Body Representation Definition

Wallwork, S. B., Bellan, V., Catley, M. J., & Moseley, G. L. (2016). Neural Representations and the Cortical Body Matrix: Implications for Sports Medicine and Future Directions. Br. J. Sports Med.

50, 990–996. doi: 10.1136/bjsports-2015-095356 Several recent studies have shown relationships between Weber`s illusion and body representations. Taylor-Clarke and colleagues (2004), for example, used magnification or reduction of a video image to create the visual experience of the participant`s forearm, which was zoomed in or out. They found corresponding changes in the perceived distance between contacts on the forearm, which increased after enlargement and decreased after minimization. Similarly, de Vignemont, Ehrsson and Haggard (2005) used tendon oscillation to create the illusion that the participant`s finger had expanded in length, analogous to the Pinocchio illusion described above. This illusion led to a corresponding increase in the perceived distance between the keys applied to this finger. Finally, Bruno and Bertamini (2010) induced the illusion of the rubber hand with hands of different sizes and found that the perceived size of gripping objects was increased after experiencing the illusion with a larger hand. How our brain represents our body has been an interesting topic in the field of neuropsychology and neuroscience for many years (Lhermitte, 1942). In this regard, the sense of embodiment (or physical self), that is, the feeling of having a body (Gallagher, 2000), arises from a complex interaction between ascending sensory signals and top-down cognitive processes that take place in a bodily setting (Longo et al., 2008; Tsakiris, 2017). Specifically, it has been described that the meaning of incarnation consists of several structurally different subjective components: (1) property, (2) agency, and (3) self-location (Longo et al., 2008; Kilteni et al., 2012a). In fact, a fundamental component of incarnation is the sense of bodily responsibility (Tsakiris, 2017).

The feeling of bodily ownership is described as the perception of one part of the body or the whole body that belongs to it (Ehrsson, 2020). The feeling of the ability to act, that is, the feeling of being the initiator or source of the body`s actions, is another fundamental part of the incarnation (Gallagher, 2000). Moreover, from a conceptual point of view, the meaning of incarnation is built around the first-person pronoun (Gallagher, 2012), in which the subject feels localized in a physical body itself (Lenggenhager et al., 2006). The perceptual distinction between what is part of one`s own body and what is not is a crucial factor for human perception, action, and cognition (Ehrsson, 2020). Second, the meaning of incarnation is multisensory in nature and depends on how all the different sensory modalities come together to form a coherent perception of one`s own body or body part (Ehrsson, 2020). Proske, U., & Gandevia, S. C. (2012). Proprioceptive senses: Their role in signaling body shape, body position and movement, and muscle strength. Physiological Reviews, 92, 1651-1697. Recent studies have shown that somatosensory treatment is based on a class of implicit representations of the body that have large distortions in size and shape.

The link between these representations and conscious body image remains unclear. Dissociations have been reported in the clinical literature on eating disorders between different measures of body image, with larger and more consistent biases found in pictorial measures in which participants compare their body to a visual representation of a body than metric measures in which participants compare their bodies to a non-corporeal norm. Here, we compared the underlying implicit body representations in the sense of position with the body image measured using pictorial and metric methods. Body image was measured using a mapping method (model matching), in which participants assessed whether their hand was wider or thinner than a hand image shown, and a metric method (line length), in which participants assessed whether different parts of their hand were shorter or longer than a line presented.

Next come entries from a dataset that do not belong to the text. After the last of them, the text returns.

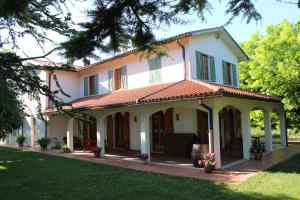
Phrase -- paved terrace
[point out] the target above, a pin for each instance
(235, 174)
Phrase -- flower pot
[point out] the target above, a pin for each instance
(44, 148)
(208, 169)
(257, 156)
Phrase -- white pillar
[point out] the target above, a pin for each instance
(217, 144)
(283, 133)
(246, 133)
(268, 130)
(70, 131)
(145, 134)
(100, 135)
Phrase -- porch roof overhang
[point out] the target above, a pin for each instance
(175, 91)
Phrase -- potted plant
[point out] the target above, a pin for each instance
(208, 162)
(97, 151)
(257, 149)
(21, 140)
(65, 149)
(44, 142)
(143, 157)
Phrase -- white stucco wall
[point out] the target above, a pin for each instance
(70, 84)
(210, 45)
(172, 69)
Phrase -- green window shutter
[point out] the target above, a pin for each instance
(110, 81)
(85, 85)
(199, 65)
(225, 74)
(212, 69)
(124, 77)
(155, 70)
(96, 84)
(234, 75)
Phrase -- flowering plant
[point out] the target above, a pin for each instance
(142, 156)
(208, 160)
(257, 148)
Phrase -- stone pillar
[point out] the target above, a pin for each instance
(145, 134)
(246, 133)
(70, 132)
(217, 144)
(100, 135)
(283, 132)
(268, 130)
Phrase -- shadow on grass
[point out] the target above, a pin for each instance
(39, 176)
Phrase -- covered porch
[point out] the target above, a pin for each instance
(166, 122)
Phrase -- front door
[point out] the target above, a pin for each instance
(158, 131)
(118, 130)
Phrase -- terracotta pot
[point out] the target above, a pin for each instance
(208, 169)
(44, 148)
(257, 156)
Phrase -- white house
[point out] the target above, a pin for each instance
(163, 104)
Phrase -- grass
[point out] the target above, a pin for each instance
(30, 175)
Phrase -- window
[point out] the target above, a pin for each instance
(90, 85)
(205, 65)
(117, 79)
(229, 74)
(155, 69)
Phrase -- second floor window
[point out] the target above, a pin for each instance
(229, 73)
(155, 69)
(117, 79)
(205, 67)
(90, 85)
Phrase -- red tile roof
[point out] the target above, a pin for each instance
(182, 90)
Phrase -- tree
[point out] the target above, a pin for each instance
(111, 24)
(274, 66)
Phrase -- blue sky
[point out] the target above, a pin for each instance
(272, 12)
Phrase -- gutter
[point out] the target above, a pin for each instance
(183, 57)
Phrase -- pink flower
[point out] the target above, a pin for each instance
(206, 164)
(200, 163)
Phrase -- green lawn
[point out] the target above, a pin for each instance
(29, 175)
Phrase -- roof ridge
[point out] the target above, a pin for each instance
(207, 84)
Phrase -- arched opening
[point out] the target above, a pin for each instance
(174, 131)
(231, 139)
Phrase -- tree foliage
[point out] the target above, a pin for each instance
(274, 66)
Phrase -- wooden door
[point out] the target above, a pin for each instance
(126, 131)
(202, 124)
(157, 131)
(109, 132)
(118, 130)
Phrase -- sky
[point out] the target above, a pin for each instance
(272, 12)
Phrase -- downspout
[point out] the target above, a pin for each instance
(183, 57)
(286, 135)
(49, 85)
(211, 125)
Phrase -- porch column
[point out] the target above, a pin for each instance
(100, 135)
(216, 138)
(283, 132)
(268, 130)
(70, 131)
(145, 134)
(246, 133)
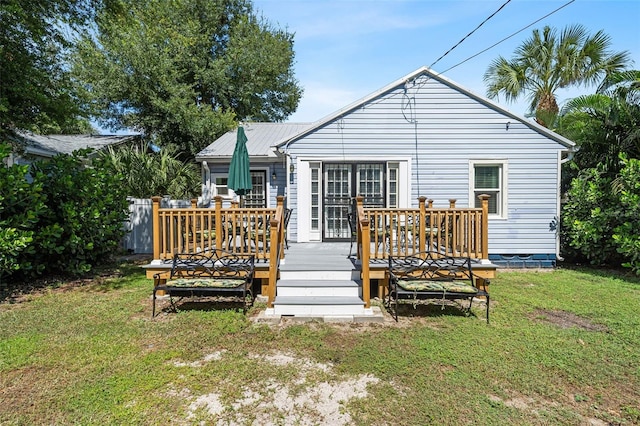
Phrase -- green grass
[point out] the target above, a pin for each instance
(91, 354)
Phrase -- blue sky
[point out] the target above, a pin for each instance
(348, 49)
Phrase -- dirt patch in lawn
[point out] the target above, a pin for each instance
(298, 402)
(564, 319)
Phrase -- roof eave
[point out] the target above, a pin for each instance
(420, 71)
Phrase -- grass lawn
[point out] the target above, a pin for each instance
(563, 347)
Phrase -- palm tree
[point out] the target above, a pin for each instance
(549, 61)
(606, 123)
(149, 173)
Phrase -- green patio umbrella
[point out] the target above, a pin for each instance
(239, 173)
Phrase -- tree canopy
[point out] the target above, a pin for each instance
(185, 71)
(549, 61)
(36, 91)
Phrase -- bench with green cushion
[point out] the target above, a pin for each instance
(431, 275)
(217, 273)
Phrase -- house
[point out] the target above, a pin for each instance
(422, 135)
(39, 147)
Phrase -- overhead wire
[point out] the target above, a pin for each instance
(468, 35)
(508, 37)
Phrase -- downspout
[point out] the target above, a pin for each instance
(569, 157)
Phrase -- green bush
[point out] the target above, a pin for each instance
(21, 204)
(61, 216)
(83, 224)
(601, 217)
(627, 234)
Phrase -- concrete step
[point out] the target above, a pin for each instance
(318, 306)
(344, 288)
(319, 275)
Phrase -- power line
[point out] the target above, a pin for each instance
(508, 37)
(467, 36)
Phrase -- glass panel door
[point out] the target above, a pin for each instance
(337, 201)
(342, 182)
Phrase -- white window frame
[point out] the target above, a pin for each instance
(502, 204)
(231, 195)
(215, 187)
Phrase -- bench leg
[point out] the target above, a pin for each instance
(487, 308)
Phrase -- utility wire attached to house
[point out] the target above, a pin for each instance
(509, 36)
(468, 35)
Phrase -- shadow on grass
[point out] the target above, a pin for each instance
(103, 278)
(433, 308)
(198, 304)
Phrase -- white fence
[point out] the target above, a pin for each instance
(139, 237)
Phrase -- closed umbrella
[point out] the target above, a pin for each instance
(239, 173)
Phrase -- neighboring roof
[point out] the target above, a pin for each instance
(261, 137)
(51, 145)
(431, 74)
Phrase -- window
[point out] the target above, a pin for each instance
(220, 184)
(489, 177)
(315, 195)
(257, 197)
(392, 185)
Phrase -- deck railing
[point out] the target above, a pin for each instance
(452, 231)
(239, 230)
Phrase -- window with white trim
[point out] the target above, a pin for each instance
(393, 170)
(256, 198)
(490, 177)
(219, 183)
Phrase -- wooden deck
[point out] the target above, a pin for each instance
(379, 233)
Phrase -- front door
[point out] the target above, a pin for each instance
(342, 182)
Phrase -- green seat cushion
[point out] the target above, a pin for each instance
(206, 282)
(433, 285)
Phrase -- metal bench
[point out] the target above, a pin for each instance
(216, 273)
(431, 275)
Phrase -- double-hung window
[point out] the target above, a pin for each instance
(257, 197)
(489, 177)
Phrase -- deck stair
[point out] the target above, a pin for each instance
(320, 281)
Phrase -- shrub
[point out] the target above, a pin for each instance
(602, 214)
(627, 235)
(83, 224)
(21, 204)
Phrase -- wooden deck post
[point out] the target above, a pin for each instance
(280, 208)
(273, 260)
(422, 224)
(359, 208)
(484, 198)
(155, 214)
(364, 261)
(218, 221)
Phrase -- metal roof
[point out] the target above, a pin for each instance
(425, 71)
(51, 145)
(261, 137)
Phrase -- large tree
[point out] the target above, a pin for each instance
(549, 61)
(185, 71)
(36, 91)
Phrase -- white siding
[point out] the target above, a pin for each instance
(445, 130)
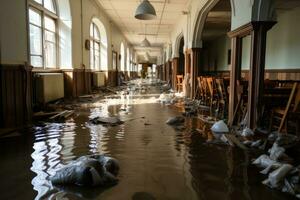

Consistent with the previous results, characteristic biases were found for the implicit representation of the underlying body in the sense of position. These distortions were also found in attenuated form for metric but unrepresentative body image measurements. Although these results reproduce the fundamental dissociation between implicit body representations and conscious body image, they show that this dissociation is not absolute and that specific tasks can use both to varying degrees depending on the requirements of the task. Metric measurements may not be pure measures of body image, but a combination of visual and somatosensory representations of the body. Riva, G. (2008). From the virtual body to the real body: virtual reality as embodied technology. J.

Cyber Ther. Rehabilitation. 1, 7–22. In the present study, we wanted to investigate the influence of goal-based teaching and goal-achievement feedback on updating body representation, using the visuo-motor version of the rubber hand paradigm. Intentional movements are very common in everyday life.